Type-safe, thread-local, decoupled messaging patterns for Nim, built on top of chronos.
nim-brokers provides three compile-time macro-generated broker patterns that enable event-driven and request-response communication between modules without direct dependencies.
May start with the presentation slides available here....
nimble install brokers
Or add to your .nimble file:
requires "brokers >= 0.1.0"Reactive pub/sub: many emitters → many listeners. Listeners are async procs; events are dispatched via asyncSpawn (fire-and-forget).
import brokers/event_broker
EventBroker:
type GreetingEvent = object
text*: string
# Register a listener (returns a handle for later removal)
let handle = GreetingEvent.listen(
proc(evt: GreetingEvent): Future[void] {.async: (raises: []).} =
echo evt.text
)
# Emit by value
GreetingEvent.emit(GreetingEvent(text: "hello"))
# Emit by fields (inline object types only)
GreetingEvent.emit(text = "hello")
# Remove a single listener
GreetingEvent.dropListener(handle.get())
# Remove all listeners
GreetingEvent.dropAllListeners()Single-provider request/response. One provider registers; callers make typed requests. Supports both async (default) and sync modes.

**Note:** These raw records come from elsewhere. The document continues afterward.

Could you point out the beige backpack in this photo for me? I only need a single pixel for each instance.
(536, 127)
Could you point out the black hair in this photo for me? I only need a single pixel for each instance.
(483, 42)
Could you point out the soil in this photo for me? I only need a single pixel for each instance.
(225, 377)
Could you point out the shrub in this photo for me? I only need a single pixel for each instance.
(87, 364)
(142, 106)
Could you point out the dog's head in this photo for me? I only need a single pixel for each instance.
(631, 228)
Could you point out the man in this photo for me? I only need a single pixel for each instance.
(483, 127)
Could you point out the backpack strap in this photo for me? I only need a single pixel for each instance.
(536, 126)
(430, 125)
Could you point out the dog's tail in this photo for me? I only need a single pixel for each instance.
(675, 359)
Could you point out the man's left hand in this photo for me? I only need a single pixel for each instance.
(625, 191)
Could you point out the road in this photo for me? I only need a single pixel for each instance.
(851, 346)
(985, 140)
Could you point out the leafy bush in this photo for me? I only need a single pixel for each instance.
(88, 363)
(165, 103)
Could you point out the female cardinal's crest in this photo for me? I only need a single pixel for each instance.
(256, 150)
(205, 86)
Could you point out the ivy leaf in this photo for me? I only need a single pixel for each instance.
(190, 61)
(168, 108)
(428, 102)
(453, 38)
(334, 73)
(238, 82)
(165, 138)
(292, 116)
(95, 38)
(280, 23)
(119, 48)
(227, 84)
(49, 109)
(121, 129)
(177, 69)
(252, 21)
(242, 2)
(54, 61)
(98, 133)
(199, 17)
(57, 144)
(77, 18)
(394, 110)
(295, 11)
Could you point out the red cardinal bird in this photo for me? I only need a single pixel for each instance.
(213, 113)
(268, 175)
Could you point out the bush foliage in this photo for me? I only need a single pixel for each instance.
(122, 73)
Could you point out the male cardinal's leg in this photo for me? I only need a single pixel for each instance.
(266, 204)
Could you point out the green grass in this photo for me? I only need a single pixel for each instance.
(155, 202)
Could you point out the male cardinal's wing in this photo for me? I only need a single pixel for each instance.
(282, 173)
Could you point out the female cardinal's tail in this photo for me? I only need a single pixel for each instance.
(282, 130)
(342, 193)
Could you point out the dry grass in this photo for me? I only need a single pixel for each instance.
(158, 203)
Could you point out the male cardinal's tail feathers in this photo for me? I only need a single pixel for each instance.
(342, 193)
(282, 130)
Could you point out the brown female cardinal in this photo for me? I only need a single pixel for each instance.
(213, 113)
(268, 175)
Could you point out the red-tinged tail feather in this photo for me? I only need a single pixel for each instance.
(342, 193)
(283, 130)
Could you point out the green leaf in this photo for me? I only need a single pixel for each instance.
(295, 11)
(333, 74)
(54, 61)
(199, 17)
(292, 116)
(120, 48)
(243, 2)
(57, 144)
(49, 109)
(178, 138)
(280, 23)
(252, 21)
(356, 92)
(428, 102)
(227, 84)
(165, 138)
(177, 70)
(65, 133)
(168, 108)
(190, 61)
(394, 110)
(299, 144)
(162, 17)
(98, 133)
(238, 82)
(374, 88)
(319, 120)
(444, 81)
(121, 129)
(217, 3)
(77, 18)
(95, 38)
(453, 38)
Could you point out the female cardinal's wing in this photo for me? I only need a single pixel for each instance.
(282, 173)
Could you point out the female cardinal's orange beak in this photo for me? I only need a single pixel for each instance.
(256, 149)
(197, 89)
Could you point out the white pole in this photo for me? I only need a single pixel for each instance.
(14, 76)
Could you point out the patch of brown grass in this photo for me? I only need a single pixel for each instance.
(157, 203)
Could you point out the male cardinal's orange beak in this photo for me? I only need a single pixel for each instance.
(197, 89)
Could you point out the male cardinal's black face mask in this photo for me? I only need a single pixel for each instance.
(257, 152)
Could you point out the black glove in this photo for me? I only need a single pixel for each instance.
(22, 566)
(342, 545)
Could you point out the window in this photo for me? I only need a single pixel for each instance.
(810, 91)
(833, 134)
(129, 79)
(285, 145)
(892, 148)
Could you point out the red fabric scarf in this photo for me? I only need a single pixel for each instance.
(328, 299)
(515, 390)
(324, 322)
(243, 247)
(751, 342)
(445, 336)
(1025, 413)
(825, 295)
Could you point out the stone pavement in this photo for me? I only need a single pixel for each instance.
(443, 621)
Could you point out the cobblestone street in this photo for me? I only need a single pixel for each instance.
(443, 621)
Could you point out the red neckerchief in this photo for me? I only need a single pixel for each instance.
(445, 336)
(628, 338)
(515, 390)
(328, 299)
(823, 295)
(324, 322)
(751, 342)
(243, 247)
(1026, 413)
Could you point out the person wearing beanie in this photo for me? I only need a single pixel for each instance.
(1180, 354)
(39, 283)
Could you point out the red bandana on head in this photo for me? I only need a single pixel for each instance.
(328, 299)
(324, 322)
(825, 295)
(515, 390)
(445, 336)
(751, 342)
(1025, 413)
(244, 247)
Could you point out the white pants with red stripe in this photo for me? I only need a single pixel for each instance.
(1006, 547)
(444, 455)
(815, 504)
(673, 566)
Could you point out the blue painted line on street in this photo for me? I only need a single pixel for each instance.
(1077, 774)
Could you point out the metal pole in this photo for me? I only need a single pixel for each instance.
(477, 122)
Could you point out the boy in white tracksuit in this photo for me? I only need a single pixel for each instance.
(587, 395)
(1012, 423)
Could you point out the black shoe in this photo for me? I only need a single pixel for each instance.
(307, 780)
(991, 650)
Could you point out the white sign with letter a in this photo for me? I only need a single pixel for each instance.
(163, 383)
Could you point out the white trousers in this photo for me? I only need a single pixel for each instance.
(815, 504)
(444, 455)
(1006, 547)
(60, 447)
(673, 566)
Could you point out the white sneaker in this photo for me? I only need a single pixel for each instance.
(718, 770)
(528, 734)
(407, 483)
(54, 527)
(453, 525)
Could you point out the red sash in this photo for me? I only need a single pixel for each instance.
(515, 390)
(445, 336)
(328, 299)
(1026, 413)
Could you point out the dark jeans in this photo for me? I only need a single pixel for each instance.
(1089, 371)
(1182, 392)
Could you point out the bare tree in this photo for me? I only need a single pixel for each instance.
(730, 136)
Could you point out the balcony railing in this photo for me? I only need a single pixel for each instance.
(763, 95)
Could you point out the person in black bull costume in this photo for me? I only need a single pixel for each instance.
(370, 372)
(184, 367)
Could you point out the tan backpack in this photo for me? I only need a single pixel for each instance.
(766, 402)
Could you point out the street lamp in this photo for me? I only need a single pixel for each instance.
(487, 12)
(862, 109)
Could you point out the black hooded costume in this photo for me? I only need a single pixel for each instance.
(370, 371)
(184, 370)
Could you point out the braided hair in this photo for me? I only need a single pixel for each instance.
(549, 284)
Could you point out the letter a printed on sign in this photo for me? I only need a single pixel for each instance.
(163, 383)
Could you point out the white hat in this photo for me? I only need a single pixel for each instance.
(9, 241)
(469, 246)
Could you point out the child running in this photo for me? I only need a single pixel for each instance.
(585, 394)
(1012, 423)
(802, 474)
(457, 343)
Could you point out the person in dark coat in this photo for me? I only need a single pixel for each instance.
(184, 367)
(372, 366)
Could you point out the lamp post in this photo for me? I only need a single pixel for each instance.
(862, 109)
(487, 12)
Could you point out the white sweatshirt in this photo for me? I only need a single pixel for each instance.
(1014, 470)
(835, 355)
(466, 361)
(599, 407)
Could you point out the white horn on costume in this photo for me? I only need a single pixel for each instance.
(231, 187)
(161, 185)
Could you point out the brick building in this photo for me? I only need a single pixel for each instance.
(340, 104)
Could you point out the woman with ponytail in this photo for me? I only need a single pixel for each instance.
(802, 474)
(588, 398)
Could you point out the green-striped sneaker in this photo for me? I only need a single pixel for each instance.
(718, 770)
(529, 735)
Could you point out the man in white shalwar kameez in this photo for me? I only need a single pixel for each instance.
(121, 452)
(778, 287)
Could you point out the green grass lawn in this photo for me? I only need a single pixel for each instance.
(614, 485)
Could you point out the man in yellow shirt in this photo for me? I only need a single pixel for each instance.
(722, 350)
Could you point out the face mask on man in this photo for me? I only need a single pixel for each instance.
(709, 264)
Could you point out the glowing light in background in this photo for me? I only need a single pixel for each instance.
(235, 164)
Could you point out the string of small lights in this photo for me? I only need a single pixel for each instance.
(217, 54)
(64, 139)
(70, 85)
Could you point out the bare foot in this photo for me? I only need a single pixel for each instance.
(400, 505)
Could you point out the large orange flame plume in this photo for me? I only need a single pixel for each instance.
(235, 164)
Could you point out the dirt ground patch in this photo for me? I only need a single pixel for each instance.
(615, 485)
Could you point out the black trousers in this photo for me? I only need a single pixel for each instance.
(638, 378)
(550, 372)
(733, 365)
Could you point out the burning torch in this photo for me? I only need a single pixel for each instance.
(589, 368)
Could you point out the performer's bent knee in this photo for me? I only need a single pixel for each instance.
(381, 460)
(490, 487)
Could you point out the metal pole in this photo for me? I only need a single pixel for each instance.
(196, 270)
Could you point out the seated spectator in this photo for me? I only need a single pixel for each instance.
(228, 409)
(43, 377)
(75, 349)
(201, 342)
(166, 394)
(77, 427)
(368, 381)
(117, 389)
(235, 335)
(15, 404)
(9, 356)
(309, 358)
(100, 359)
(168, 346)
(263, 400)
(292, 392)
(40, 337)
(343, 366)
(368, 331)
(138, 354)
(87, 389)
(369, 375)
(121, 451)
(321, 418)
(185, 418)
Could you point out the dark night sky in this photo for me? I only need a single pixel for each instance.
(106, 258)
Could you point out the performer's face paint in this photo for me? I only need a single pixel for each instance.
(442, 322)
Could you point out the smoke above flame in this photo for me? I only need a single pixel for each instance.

import brokers/request_broker
# Async mode (default)
RequestBroker:
type Greeting = object
text*: string
proc signature*(): Future[Result[Greeting, string]] {.async.}
proc signature*(lang: string): Future[Result[Greeting, string]] {.async.}
Greeting.setProvider(
proc(): Future[Result[Greeting, string]] {.async.} =
ok(Greeting(text: "hello"))
)
let res = await Greeting.request()
assert res.isOk()
Greeting.clearProvider()# Sync mode
RequestBroker(sync):
type Config = object
value*: string
proc signature*(): Result[Config, string]
Config.setProvider(
proc(): Result[Config, string] =
ok(Config(value: "default"))
)
let res = Config.request() # no await needed
Config.clearProvider()If no signature proc is declared, a zero-argument form is generated automatically.
Multi-provider fan-out request/response (async only). Multiple providers register; request() calls all of them and aggregates the results. The request fails if any provider fails.
import brokers/multi_request_broker
MultiRequestBroker:
type Info = object
label*: string
proc signature*(): Future[Result[Info, string]] {.async.}
discard Info.setProvider(
proc(): Future[Result[Info, string]] {.async.} =
ok(Info(label: "from-module-a"))
)
discard Info.setProvider(
proc(): Future[Result[Info, string]] {.async.} =
ok(Info(label: "from-module-b"))
)
let responses = await Info.request() # Result[seq[Info], string]
assert responses.get().len == 2
# Remove a specific provider by handle
let handle = Info.setProvider(myHandler)
Info.removeProvider(handle.get())
# Remove all providers
Info.clearProviders()Cross-thread request/response. The provider runs on the thread that called setProvider; requests from any thread in the process are routed to it via a zero-fd channel and a shared per-thread signal. Same-thread requests bypass channels entirely for near-zero overhead.
import std/atomics, std/threads
import chronos
import brokers/request_broker
RequestBroker(mt):
type Weather = object
city*: string
tempC*: float
proc signature*(city: string): Future[Result[Weather, string]] {.async.}
var done: Atomic[bool]
proc worker() {.thread.} =
let res = waitFor Weather.request("Berlin")
doAssert res.isOk()
done.store(true)
# ── Provider thread (main) ──────────────────────────
proc main() {.async.} =
initAtomic(done, false)
doAssert Weather.setProvider(
proc(city: string): Future[Result[Weather, string]] {.async.} =
ok(Weather(city: city, tempC: 21.5))
).isOk()
var t: Thread[void]
t.createThread(worker)
while not done.load():
await sleepAsync(chronos.milliseconds(1))
t.joinThread()
Weather.clearProvider()
waitFor main()Compile with --threads:on (and --mm:orc or --mm:refc).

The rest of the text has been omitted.